The LAs_casualties dataset that we created above has the same local authorities names as our original LAs sf dataframe, meaning we can easily left_join this table to our original LAs_shapefile. But first, we will turn it into a flat dataframe (ie, with no geographic information) with the st_set_geometry function. If we did not get rid of the geometry before left_joining, we would create a “geometry_collection” object for each local authority, which would be a mess of polygons and points within those polygons for each feature. This is because our group_by function above also grouped together the geometries of the observations it was grouping together. If we look at the outout above, we can see that the geometry type of LAs_casualties is “MULTIPOINT”, so the “Birmingham” observation has 3,532 points representing where each road accident happened, rather than outlining the polygon of Birmingham in any meaningful way.

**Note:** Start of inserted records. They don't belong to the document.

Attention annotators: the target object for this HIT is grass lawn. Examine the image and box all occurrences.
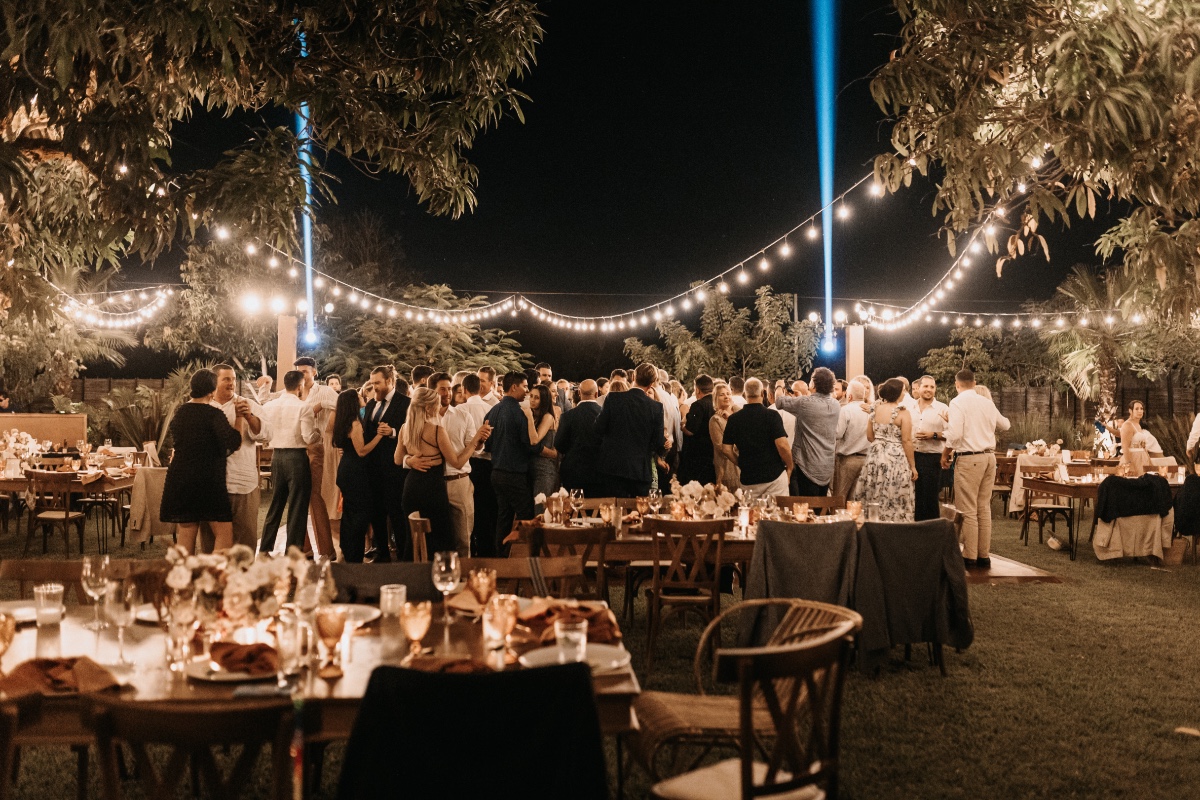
[0,503,1200,800]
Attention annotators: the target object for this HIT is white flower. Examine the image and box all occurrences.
[167,564,192,590]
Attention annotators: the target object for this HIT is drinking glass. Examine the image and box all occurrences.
[433,551,461,625]
[104,581,139,667]
[83,555,108,631]
[317,606,346,667]
[400,600,432,663]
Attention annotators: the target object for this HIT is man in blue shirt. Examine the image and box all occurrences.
[484,372,541,554]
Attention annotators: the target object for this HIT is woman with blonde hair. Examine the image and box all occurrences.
[395,386,492,553]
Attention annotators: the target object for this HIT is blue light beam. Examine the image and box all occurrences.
[810,0,838,351]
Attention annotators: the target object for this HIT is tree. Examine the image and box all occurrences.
[871,0,1200,304]
[625,287,820,385]
[0,0,542,314]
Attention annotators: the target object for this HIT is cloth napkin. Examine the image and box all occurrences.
[408,656,493,675]
[209,642,280,675]
[520,597,622,644]
[0,656,120,697]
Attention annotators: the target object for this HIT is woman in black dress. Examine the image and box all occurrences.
[158,369,246,553]
[396,386,492,554]
[334,389,383,564]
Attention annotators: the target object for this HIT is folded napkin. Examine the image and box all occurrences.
[209,642,280,675]
[520,597,622,644]
[0,656,120,697]
[408,656,493,675]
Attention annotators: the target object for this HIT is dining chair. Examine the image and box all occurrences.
[521,523,616,602]
[646,517,733,675]
[630,597,863,781]
[24,469,88,558]
[650,612,862,800]
[83,694,294,800]
[775,494,846,513]
[408,511,432,564]
[337,663,608,800]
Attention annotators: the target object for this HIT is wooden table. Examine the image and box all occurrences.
[1025,473,1183,561]
[0,602,642,741]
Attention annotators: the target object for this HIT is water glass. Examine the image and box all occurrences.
[554,619,588,664]
[34,583,62,627]
[379,583,408,616]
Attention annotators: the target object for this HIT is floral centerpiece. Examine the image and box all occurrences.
[671,476,738,519]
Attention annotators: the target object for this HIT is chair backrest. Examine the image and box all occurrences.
[646,517,733,597]
[716,607,862,799]
[408,511,432,564]
[775,494,846,513]
[84,694,294,800]
[521,523,617,599]
[0,559,92,604]
[458,555,583,597]
[337,663,608,800]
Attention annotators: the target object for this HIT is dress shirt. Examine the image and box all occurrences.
[209,395,271,494]
[908,399,950,455]
[946,389,1009,452]
[442,403,479,476]
[263,392,320,450]
[834,401,871,456]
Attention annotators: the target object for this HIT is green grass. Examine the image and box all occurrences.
[0,503,1200,800]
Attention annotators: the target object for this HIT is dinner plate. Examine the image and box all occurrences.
[518,642,632,673]
[184,658,275,684]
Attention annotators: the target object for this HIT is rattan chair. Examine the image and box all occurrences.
[630,597,862,781]
[84,696,294,800]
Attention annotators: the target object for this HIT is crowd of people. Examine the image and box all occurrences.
[161,357,1009,566]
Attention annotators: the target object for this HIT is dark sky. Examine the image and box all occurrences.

LAs_casualties <- LAs_casualties %>% sf::st_set_geometry(NULL)

LAs <- dplyr::left_join(LAs, LAs_casualties, by = "LA_name")

We now have our casualties data joined to our original local authorities shapefile. We can now use this to make graphical representations of our data.

12.7 Plotting and simplifying

Let’s have a look at one of our Local Authorities in isolation, Cornwall.

Cornwall map

We can see that our polygon is quite detailed. While this detail is desirable for when we conduct our spatial analysis, if we want to plot all of our local authorities at the same time, it can be better to plot simplified polygons. This is for 3 reasons. First, simplification means that R can create and output plots quicker; Second, outputs will have a smaller file size (particularly useful for interactive plots or when we share our outputs); and third, sometimes simplified polygons actually look better in plots as too-detailed borders can come out looking murky due to over-plotting, particularly in static plots.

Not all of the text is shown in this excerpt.